Our latest recommendation combines two long-established investment themes: global diversification and value investing, explains Nicholas Vardy, in The Alpha Investor Letter.

Launched in March 2014, the Cambria Global Value ETF (GVAL) tracks the Cambria Global Value Index. This new Index takes the well-established principles of value investing as articulated by Benjamin Graham and David Dodd and applies them to global stock markets.

Graham and Dodd epitomize the long-term view of value investing by not focusing on short-term or expected earnings, but instead, using historical earnings that have been smoothed over the long-term.

The long-term philosophy of stock market valuation was given new life by 2013 Nobel Prize-winning Yale University economist Robert Shiller through his own articulation of the cyclically adjusted price-to-earnings ratio (CAPE).

CAPE is a variation of the traditional price/earnings ratio (P/E). It uses a trailing 10-year average of earnings rather than simply using the most recent year. By taking a 10-year average of the P/E, it smoothes out the extremes of the business cycle.

The Cambria Global Value ETF uses an approach similar to Schiller’s, but applies the CAPE methodology to 45 major world markets. It then invests in cheap companies in the cheapest markets in the world. Cambria’s investment universe of 45 countries includes both developed and emerging markets.

Cambria ranks these markets by valuation, using CAPE as an initial screen. It then selects companies within these markets that trade at discounts to their intrinsic value, according the principle set out in Graham & Dodd’s “Security Analysis.”

Cambria then screens for stocks with market caps larger than $200 million. After yet an additional screen to avoid over-concentration in any single country, Cambria generates—and invests in—a portfolio of 100 global value stocks.

The Cambria Global Value ETF has an additional secret weapon that should boost its long-term returns. Only 53% of its portfolio is invested in large-cap stocks. The rest is invested in small- and mid-cap stocks.

This is important for two reasons. First, all other things being equal, a focus on small-cap stocks should generate higher returns over the long-term.
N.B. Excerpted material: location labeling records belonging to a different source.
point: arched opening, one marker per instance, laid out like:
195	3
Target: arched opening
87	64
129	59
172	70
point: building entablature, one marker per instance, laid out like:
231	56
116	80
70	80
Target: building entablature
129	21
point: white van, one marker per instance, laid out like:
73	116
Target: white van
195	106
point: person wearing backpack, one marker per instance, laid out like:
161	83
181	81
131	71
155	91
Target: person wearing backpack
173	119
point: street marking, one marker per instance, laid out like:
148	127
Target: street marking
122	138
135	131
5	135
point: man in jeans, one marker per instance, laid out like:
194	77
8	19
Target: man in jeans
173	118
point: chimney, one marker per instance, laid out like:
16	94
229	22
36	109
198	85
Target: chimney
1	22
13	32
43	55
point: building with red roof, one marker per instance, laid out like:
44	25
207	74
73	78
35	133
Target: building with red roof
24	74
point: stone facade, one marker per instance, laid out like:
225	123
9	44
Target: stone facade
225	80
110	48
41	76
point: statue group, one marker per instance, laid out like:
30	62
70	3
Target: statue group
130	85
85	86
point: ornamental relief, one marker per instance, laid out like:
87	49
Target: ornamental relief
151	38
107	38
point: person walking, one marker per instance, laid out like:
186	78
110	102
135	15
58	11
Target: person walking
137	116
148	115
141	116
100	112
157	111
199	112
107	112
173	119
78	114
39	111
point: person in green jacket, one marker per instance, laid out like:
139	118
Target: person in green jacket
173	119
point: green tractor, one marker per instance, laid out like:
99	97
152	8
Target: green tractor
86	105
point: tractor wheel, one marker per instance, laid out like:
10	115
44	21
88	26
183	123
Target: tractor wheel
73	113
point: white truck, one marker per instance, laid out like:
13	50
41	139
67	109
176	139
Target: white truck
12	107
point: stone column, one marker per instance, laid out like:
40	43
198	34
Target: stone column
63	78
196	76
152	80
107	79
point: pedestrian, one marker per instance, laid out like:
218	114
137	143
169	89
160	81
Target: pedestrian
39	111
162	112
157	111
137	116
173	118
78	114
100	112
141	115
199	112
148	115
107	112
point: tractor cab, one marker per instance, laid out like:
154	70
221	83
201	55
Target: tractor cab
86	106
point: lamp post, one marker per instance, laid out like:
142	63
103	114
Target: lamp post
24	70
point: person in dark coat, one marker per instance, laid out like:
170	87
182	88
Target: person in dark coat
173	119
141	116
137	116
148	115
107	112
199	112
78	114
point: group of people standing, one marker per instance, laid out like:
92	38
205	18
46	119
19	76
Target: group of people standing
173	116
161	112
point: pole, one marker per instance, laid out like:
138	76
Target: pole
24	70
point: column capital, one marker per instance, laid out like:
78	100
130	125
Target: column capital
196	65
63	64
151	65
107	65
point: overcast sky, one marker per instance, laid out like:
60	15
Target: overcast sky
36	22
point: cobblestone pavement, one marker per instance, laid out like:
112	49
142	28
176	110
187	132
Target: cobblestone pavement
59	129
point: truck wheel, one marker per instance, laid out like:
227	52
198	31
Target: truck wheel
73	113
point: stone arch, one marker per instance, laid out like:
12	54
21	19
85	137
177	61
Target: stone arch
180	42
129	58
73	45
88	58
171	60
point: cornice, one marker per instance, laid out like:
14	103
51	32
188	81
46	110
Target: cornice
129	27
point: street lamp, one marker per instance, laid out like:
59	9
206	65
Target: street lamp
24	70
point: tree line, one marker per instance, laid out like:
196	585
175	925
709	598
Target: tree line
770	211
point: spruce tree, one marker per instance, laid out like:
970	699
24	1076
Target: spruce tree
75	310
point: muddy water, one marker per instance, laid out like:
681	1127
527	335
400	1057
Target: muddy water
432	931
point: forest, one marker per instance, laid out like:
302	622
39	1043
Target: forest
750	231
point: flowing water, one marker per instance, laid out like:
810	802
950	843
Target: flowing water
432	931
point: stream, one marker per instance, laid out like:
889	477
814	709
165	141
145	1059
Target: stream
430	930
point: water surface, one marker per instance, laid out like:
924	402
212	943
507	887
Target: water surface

The countries Cambria Global Value ETF often invests in are among the worst performers of recent years—a veritable 'rogues gallery of countries' such as Brazil, Spain, Israel, Italy, Ireland, Russia, Austria, Portugal, Greece, the Czech Republic, and Hungary.

Looking at that list of countries may make you feel a bit queasy. That queasy feeling you have is precisely why value investing is not easy. But here’s why I am overcoming my own hesitations and recommending Cambria Global Value ETF.

First, global stock markets have been out of favor for so long that they are far overdue for a monster rally. Once global stock markets do take off, they can double and triple in relatively short order. I don’t see the same kind of upside in the US stock market over the same time frame.

Second, the markets in which Cambria Global Value ETF invests are the cheapest markets in the world. So, when global markets do rebound, I expect the bounce in the cheapest markets to be the sharpest and quickest.

Third, like everything else in life, investment markets do revert to the mean. Stock markets that are overvalued—like the United States—do tend to stagnate, and undervalued markets do tend to recover, over time.

Given the valuation gap between the United States and the rest of the world, the case for Cambria Global Value ETF is more compelling than ever.